Gyrocopters were invented and first flown in the U.S by Dr. Igor Bensen in 1955. Before the Gyrocopter, there was the Gyroglider of the 1940’s. The original “autogiro” was invented by Sr. Juan de la Cierva, a Spanish aeronautical engineer around 1923. He had been injured while testing an airplane design, and vowed to build a safe aircraft that would not stall or spin, and descend safely in case of engine failure. Cierva came to the U.S to form his own company. About 200 autogyros were manufactured and sold during the 1930’s, where they saw action for agricultural work and by the US Army.


The name “Gyrocopter” combines the descriptions of the flying features of the autogyro and the helicopter. The name Gyrocopter is owned by the Bensen Aircraft Corporation and is actually a brand name like Kleenex. The FAA refers to these flying machines as gyroplanes, but whether they are referred to as gyrocopters, gyroplanes or autogyros, they are all talking about the same thing.


The first autogyros used short wings, but later the function of lift and flight controls were transferred to the rotor.


The rotor of the autogyro is not powered in flight. The airflow goes through the rotor from the bottom up. It is exactly the opposite of the helicopter, where the airflow comes from the top of the rotor. Because there is no power on the rotor, there is no torque against the airframe.


The helicopter came about much earlier than the autogyro. The first successes came in France as early as 1907, but the helicopter really didn’t blossom until 1940 when inventor Igor Sikorsky developed the tail-rotor type of helicopter design we are familiar with even to this day. The helicopter’s main advantages include its abilities to take off and land vertically, hover, and fly sideways and backwards, but the cost of this advanced flying machine puts it out of the reach of most average people.

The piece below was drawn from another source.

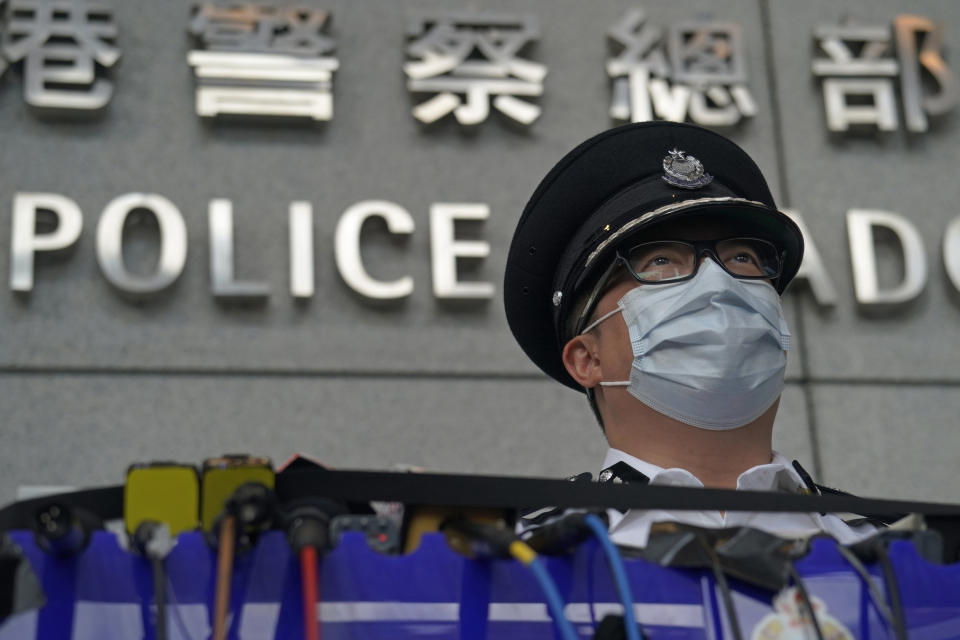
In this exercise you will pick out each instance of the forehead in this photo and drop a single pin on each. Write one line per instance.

The helicopter has a nose-down attitude during flight. That’s because it must tilt its rotor forward and pull itself forward by the rotor. This is just the opposite of the autogyro, which has the rotor tilted backward, with an almost level attitude during forward flight. Its forward motion comes from a pushing propeller.


Returning to the term “gyrocopter”… It is really derived from the similarities between helicopters and autogyros, for there are certain circumstances where the helicopter flies like autogyros and vice versa. The helicopter flies like an autogyro when its engine quits or power drops to zero. Almost all helicopters have the ability to fly in auto-rotation, where their rotors are turned by the force of wind alone, just as in autogyros. In a helicopter, this is a safety feature for descent under control in case of an engine failure.